本文来自微信公众号: ToB老人家 ,作者:王戴明
昨天给一家初创SaaS公司做了一天陪跑咨询,有一个预感:企业级AI即将迎来爆发期,特别是对于SaaS公司来说,是一个必须抓住的机会。
这里面有几个关键判断:
1、客户对AI的付费意愿非常强烈
2、在营销、客服、HR等环节,AI已经验证了价值
3、AI做到90分的难度很大,甲方自研的成功率太低
4、互联网大厂已经做出了标杆,但是他们不可能深入所有垂直行业
5、企业级AI的关键是“业务Know How”,这是SaaS公司核心护城河
6、对于很多追随型SaaS公司来说,AI是10年一遇的弯道超车机会
7、未来所有的软件都是AI软件
首先说第1点,一位头部SaaS公司架构师告诉我,现在没有AI功能,甚至连投标的机会都没有了。
而根据我的了解,目前很多企业的软件采购逻辑都变成了“AI优先”,即重点考察SaaS产品的AI能力。
另外,营销、客服、HR等大赛道,有很多“AI友好”的场景,比如营销场景,除了业务价值高,而且人力密集,AI的落地价值很大,加上对幻觉容忍度高,机会非常多。
从我了解的情况来看,很多企业的AI项目落地情况都不理想,这里面原因很多,既包括场景问题,也包括数据问题,但是最核心的一点就是:企业AI做到60分容易,做到90分就非常难。

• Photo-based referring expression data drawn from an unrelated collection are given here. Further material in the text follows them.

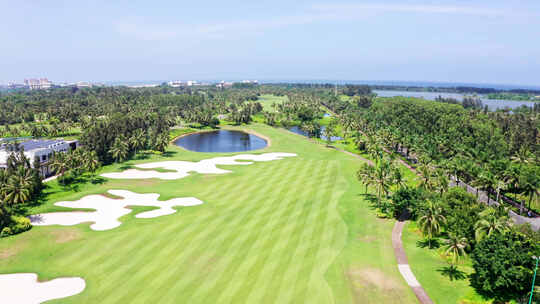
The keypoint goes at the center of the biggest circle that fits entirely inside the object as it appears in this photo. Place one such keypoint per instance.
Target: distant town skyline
(482, 42)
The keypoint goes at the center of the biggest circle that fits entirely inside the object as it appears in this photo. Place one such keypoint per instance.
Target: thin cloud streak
(140, 29)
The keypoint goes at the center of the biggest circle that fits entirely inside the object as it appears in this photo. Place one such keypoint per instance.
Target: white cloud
(428, 9)
(141, 29)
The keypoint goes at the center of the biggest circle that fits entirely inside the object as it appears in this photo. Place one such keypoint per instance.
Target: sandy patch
(407, 274)
(372, 277)
(23, 288)
(9, 252)
(366, 238)
(109, 210)
(64, 236)
(182, 168)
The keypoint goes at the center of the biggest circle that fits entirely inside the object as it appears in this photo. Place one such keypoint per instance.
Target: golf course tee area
(293, 230)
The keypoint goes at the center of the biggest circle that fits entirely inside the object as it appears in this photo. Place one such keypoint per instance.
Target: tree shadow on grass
(452, 272)
(141, 156)
(371, 198)
(431, 243)
(168, 154)
(126, 167)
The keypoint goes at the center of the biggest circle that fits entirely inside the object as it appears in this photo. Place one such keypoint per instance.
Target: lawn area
(295, 230)
(427, 265)
(267, 100)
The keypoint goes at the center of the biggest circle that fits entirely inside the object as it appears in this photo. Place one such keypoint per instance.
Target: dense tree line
(20, 184)
(119, 136)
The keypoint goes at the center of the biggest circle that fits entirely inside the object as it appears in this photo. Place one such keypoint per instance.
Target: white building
(176, 83)
(38, 84)
(41, 149)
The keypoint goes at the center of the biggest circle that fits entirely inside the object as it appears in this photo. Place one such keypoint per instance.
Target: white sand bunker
(109, 210)
(205, 166)
(23, 288)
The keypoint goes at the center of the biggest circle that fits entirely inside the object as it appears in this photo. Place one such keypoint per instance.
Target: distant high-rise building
(36, 84)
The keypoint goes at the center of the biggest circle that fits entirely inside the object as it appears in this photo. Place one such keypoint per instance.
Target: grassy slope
(293, 230)
(426, 265)
(268, 100)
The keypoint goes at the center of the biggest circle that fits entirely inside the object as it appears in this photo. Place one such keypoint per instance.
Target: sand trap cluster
(23, 288)
(206, 166)
(109, 210)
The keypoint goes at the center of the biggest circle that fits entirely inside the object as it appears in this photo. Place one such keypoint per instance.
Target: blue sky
(495, 41)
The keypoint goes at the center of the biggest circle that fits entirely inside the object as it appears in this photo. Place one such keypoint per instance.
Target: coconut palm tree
(382, 177)
(432, 220)
(162, 141)
(59, 163)
(137, 140)
(365, 175)
(490, 222)
(91, 162)
(455, 247)
(18, 189)
(425, 177)
(441, 181)
(119, 150)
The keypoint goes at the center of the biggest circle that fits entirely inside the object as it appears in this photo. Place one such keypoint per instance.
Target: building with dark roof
(41, 149)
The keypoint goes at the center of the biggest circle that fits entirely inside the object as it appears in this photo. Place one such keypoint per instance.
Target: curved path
(399, 251)
(397, 244)
(403, 264)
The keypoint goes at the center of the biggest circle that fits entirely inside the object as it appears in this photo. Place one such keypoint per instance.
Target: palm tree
(91, 161)
(119, 150)
(425, 177)
(529, 181)
(365, 174)
(489, 223)
(455, 246)
(17, 190)
(432, 220)
(485, 181)
(397, 177)
(162, 141)
(59, 163)
(382, 177)
(441, 181)
(137, 140)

用一位Agent产品负责人的话来说:所谓的企业AI,大模型能力其实只占一小部分,绝大部分都是工程化工作,比如小模型、算法、规则、工作流、传统软件程序等等。
这方面的典型就是Palantir,作为目前全球最炙手可热的企业AI公司,它真正的核心竞争力其实不是大模型,而是工程化能力。
大家可以通过我这篇文章做一个快速了解:
也就是说,企业自研AI,要做到90分,不但难度很大,而且很不合算。
大厂虽然有能力把AI产品做到90分,但是他们对机会的选择非常苛刻,很多垂直赛道的机会,特别是传统线下行业,因为规模不大,脏活累活居多,他们不可能做得很深入,这就给SaaS公司留下了很大的创业空间。
从AI的发展趋势来看,大模型的能力越来越强,企业AI成败的关键将主要取决于以下2点:
1)数据
2)业务Know How
以门店销售人员Agent为例,如果要让Agent接近“销冠”的水平,一方面要梳理好相关的业务知识包括产品知识、客户需求、销售案例等,另一方面要把“销冠”的销售过程拆解为详细的SOP。
这看起来很简单,但其实有大量脏活累活,比如不同业态(比如直营、加盟)、不同客户群体、不同SKU、不同销售场景都需要不同的业务知识和最佳实践。
因此,企业AI的真正难点其实不在于技术,而在于“业务Know How”,这恰恰是行业垂直型SaaS公司的核心护城河。
更重要的是,由于AI的采购优先级如此之高,潜在价值如此之大,对于很多追随型SaaS公司来说,这是一次“重新洗牌”的机会。
也就是说,传统领头羊的先发优势被大大削弱了。
由于高度依赖数据治理和业务Know How,企业AI渗透到各行各业,还有一个几年的窗口期,因此我预测:未来几年,AI产品经理都将是招聘的热门岗位。
不过大家也不用焦虑,不顾一切的转AI。
我相信,AI技术的门槛会越来越低,最终会成为像移动互联网这样的普惠工具,未来所有的软件都会转型AI软件,所有的产品经理都有机会成为AI产品经理。
最终,不管是产品经理还是SaaS公司,真正的核心竞争力其实都不在于AI,而在于“业务Know How”。